Live Review: Skunk Anansie - O2 Academy, Birmingham
Support: So Good
5th April 2025
Words & Photos: Tim Finch
After months of gloom, the sun is finally shining in Birmingham and on this warm spring evening we have the now legendary rock act Skunk Anansie to entertain us.
Before Skunk Anansie lit up the stage, the crowd was treated to a chaotic, genre-bending opening set from So Good; a three-piece all-female pop/punk/rap act who are impossible to pigeonhole, and even harder to ignore.
Backed by a live band in bright pink balaclavas (yes, really), So Good launched into their set immediately turning the room into a cocktail of confusion, fascination, and energy. The sound was raw but tight, think Beastie Boys meets The Gossip via Charli XCX on a punk bender.
Tracks like ‘Hot’ and ‘Dick’ were delivered with snarling, tongue-in-cheek confidence. Equal parts bratty and brilliant, the trio danced the line between performance art and pure punk rage, spitting lyrics that were as provocative as they were catchy. ‘Industry Plant’ was a clear standout, calling out the fakeness of the music machine with a mix of rap verses and a crashing pop chorus that wouldn't feel out of place at a riot grrrl rally or a warehouse rave.

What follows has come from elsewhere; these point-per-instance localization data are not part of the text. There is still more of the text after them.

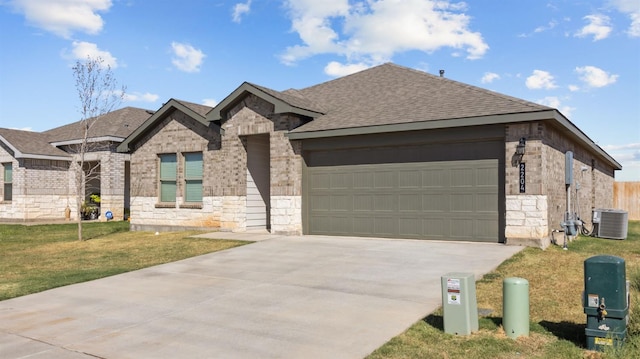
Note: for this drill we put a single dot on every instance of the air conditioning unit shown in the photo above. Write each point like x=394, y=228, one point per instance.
x=610, y=223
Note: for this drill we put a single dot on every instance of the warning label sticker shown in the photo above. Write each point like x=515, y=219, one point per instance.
x=453, y=285
x=453, y=298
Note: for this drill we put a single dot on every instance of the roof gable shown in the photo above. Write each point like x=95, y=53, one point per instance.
x=27, y=144
x=115, y=126
x=284, y=102
x=392, y=94
x=192, y=110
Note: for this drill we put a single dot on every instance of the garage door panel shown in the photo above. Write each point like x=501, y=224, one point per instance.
x=462, y=177
x=363, y=202
x=454, y=200
x=409, y=179
x=340, y=203
x=485, y=202
x=363, y=226
x=462, y=202
x=385, y=203
x=435, y=228
x=434, y=178
x=433, y=202
x=320, y=203
x=362, y=180
x=384, y=180
x=385, y=226
x=409, y=203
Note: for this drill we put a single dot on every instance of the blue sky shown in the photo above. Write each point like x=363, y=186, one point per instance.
x=581, y=57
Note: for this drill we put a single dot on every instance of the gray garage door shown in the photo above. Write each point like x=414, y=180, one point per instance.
x=446, y=200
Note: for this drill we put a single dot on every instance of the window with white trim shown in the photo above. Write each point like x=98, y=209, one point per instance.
x=168, y=173
x=7, y=180
x=193, y=177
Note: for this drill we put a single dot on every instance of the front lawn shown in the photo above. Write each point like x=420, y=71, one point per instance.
x=556, y=282
x=41, y=257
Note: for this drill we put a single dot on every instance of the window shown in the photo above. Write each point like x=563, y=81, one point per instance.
x=8, y=181
x=168, y=171
x=193, y=177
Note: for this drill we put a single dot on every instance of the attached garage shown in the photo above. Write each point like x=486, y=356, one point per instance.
x=386, y=152
x=448, y=188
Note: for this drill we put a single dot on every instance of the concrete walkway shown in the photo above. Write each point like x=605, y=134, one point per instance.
x=282, y=297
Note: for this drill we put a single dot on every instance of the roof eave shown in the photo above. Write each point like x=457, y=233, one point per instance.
x=551, y=114
x=167, y=108
x=43, y=157
x=279, y=106
x=16, y=152
x=89, y=140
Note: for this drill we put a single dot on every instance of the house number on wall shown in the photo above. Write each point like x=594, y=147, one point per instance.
x=522, y=178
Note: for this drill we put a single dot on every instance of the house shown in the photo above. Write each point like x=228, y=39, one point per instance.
x=37, y=180
x=385, y=152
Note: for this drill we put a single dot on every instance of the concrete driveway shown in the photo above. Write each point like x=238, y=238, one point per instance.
x=282, y=297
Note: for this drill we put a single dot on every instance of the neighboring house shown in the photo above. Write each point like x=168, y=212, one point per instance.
x=386, y=152
x=37, y=183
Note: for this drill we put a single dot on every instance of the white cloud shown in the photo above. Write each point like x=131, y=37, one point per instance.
x=540, y=80
x=549, y=26
x=240, y=9
x=598, y=26
x=186, y=58
x=628, y=146
x=140, y=97
x=372, y=32
x=337, y=69
x=628, y=155
x=595, y=77
x=632, y=9
x=554, y=102
x=489, y=77
x=63, y=17
x=209, y=102
x=82, y=50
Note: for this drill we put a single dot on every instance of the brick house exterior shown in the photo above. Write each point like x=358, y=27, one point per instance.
x=42, y=181
x=387, y=152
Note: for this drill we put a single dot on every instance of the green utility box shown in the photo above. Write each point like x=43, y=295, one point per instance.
x=605, y=301
x=515, y=307
x=459, y=303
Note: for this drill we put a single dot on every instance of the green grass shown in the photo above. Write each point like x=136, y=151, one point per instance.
x=41, y=257
x=556, y=282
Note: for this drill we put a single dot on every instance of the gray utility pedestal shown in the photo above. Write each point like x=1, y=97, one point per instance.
x=459, y=303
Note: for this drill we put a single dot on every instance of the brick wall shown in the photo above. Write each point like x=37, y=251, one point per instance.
x=544, y=158
x=177, y=133
x=41, y=190
x=225, y=169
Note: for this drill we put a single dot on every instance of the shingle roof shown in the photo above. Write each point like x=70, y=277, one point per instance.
x=392, y=94
x=292, y=97
x=197, y=108
x=120, y=123
x=30, y=144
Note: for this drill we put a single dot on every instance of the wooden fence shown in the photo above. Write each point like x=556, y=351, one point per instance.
x=626, y=196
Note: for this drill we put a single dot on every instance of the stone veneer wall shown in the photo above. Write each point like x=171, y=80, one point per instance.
x=41, y=190
x=225, y=166
x=112, y=184
x=545, y=183
x=178, y=134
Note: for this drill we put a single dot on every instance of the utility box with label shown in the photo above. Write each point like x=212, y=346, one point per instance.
x=605, y=301
x=459, y=303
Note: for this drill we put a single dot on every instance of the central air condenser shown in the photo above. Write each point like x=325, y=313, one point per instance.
x=610, y=223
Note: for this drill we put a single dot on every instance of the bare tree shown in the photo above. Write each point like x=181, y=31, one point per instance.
x=99, y=94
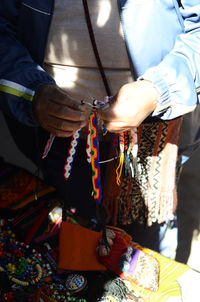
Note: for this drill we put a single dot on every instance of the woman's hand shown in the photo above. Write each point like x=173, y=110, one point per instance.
x=57, y=112
x=132, y=104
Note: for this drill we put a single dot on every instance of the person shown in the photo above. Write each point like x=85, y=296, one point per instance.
x=149, y=52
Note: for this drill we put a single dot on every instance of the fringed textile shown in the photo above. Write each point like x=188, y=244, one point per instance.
x=152, y=191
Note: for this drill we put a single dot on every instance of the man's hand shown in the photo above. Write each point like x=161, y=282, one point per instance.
x=57, y=112
x=132, y=104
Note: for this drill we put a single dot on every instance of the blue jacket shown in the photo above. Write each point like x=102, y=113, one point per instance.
x=162, y=38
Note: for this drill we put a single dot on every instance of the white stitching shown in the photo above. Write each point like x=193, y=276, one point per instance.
x=37, y=10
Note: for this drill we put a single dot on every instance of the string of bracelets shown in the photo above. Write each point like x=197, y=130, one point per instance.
x=126, y=142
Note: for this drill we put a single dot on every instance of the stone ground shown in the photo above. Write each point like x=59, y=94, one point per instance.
x=189, y=196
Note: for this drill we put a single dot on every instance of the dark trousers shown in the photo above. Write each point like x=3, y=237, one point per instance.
x=77, y=190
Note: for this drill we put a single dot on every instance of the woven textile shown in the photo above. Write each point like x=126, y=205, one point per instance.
x=150, y=196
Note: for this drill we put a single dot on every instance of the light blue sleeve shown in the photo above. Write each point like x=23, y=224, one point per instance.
x=177, y=77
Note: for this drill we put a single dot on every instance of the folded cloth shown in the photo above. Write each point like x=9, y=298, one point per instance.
x=77, y=248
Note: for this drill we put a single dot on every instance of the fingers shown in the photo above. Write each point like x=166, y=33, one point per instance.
x=65, y=112
x=58, y=113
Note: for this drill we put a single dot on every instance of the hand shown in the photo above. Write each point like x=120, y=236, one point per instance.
x=132, y=104
x=57, y=112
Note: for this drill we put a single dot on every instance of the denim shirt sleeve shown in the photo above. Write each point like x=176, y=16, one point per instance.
x=178, y=75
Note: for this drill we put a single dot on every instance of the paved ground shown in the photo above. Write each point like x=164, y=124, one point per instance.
x=189, y=196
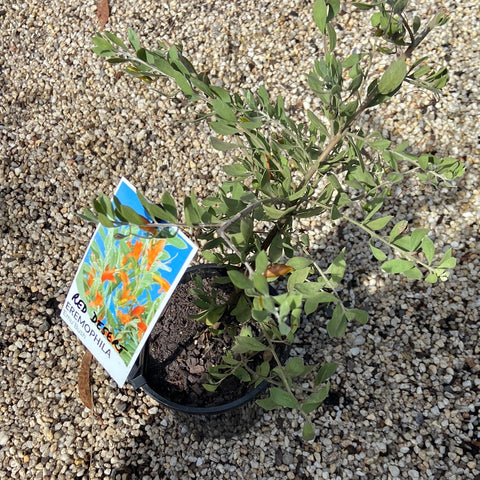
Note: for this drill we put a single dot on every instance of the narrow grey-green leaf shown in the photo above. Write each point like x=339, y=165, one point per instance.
x=308, y=433
x=377, y=253
x=222, y=146
x=393, y=77
x=320, y=14
x=239, y=279
x=428, y=249
x=379, y=223
x=398, y=265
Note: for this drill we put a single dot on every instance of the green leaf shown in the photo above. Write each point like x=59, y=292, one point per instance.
x=332, y=37
x=320, y=14
x=247, y=344
x=236, y=170
x=428, y=249
x=299, y=262
x=325, y=373
x=273, y=213
x=308, y=433
x=361, y=316
x=414, y=274
x=295, y=367
x=337, y=268
x=432, y=278
x=267, y=403
x=379, y=223
x=377, y=253
x=133, y=39
x=283, y=398
x=447, y=260
x=224, y=111
x=114, y=39
x=242, y=374
x=397, y=265
x=222, y=128
x=397, y=230
x=393, y=77
x=222, y=146
x=210, y=387
x=297, y=277
x=315, y=399
x=337, y=325
x=239, y=279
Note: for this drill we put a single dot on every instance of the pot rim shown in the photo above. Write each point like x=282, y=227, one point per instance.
x=138, y=380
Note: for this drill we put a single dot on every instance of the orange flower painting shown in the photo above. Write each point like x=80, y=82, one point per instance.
x=125, y=279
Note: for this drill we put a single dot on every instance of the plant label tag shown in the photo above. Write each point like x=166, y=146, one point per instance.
x=122, y=285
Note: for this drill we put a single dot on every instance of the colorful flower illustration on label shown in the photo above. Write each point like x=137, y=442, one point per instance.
x=123, y=280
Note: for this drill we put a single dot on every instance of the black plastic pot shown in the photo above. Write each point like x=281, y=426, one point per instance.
x=221, y=420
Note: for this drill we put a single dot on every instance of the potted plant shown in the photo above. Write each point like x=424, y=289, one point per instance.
x=285, y=172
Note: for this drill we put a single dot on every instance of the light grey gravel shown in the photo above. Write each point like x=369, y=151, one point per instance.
x=406, y=399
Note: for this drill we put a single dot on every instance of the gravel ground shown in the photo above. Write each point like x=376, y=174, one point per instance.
x=406, y=397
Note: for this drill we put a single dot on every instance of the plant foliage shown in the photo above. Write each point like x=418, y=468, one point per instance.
x=287, y=170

They wrapped their set with ‘I Rewrote The F**king Bible’, a blistering, no-holds-barred anthem that had the crowd shouting back in disbelief and delight. It's clear So Good aren't here to play it safe. Their music may still be limited to singles for now, but the attitude, presence, and originality they brought to the stage felt like the early signs of something much bigger.
If you ever need a reminder of what it means to be a truly commanding front person, go see Skunk Anansie. Skin and co. tore through a career-spanning set that was equal parts political fury, emotional depth, and pure rock spectacle.
Taking the stage in a towering black puffer jacket that swallowed her silhouette, Skin looked every bit the mysterious force of nature she’s always been. But by the time ‘This Means War’ reached its searing chorus, she’d shed the outer shell, literally and figuratively, and launched headfirst into ‘Charlie Big Potato’, kicking off a setlist packed with fan favourites, protest anthems, and surprise moments.
The band was razor-sharp throughout. ‘Because of You’ and ‘An Artist Is an Artist’ hit with fresh relevance, while ‘I Believed in You’ and ‘God Loves Only You’ carried a weight that could silence a room if Skin’s voice didn’t already command it. Her presence is electric: climbing into the crowd, staring down the front row, never once letting the energy drop below full throttle.
‘Tear the Place Up’ and ‘Little Baby Swastikkka’ closed the main set with a glorious wall of noise and righteous anger. And then came the encore which was something else entirely.
‘Cheers’ offered a moment of vulnerability, but it was ‘Hedonism (Just Because You Feel Good)’ that drew the loudest singalong of the night, voices from every corner of the room rising to meet Skin’s. ‘The Skank Heads (Get Off Me)’ pushed the energy into overdrive. They ended on ‘Lost and Found’, a fitting closer that blended all the band’s elements - rage, beauty, power - into one last cathartic scream into the night.
Over 30 years into their career, Skunk Anansie are still a force that refuses to be tamed. On this night in Birmingham, they didn’t just play a show. They reminded us what a band with something to say, and the guts to say it loud, really looks like.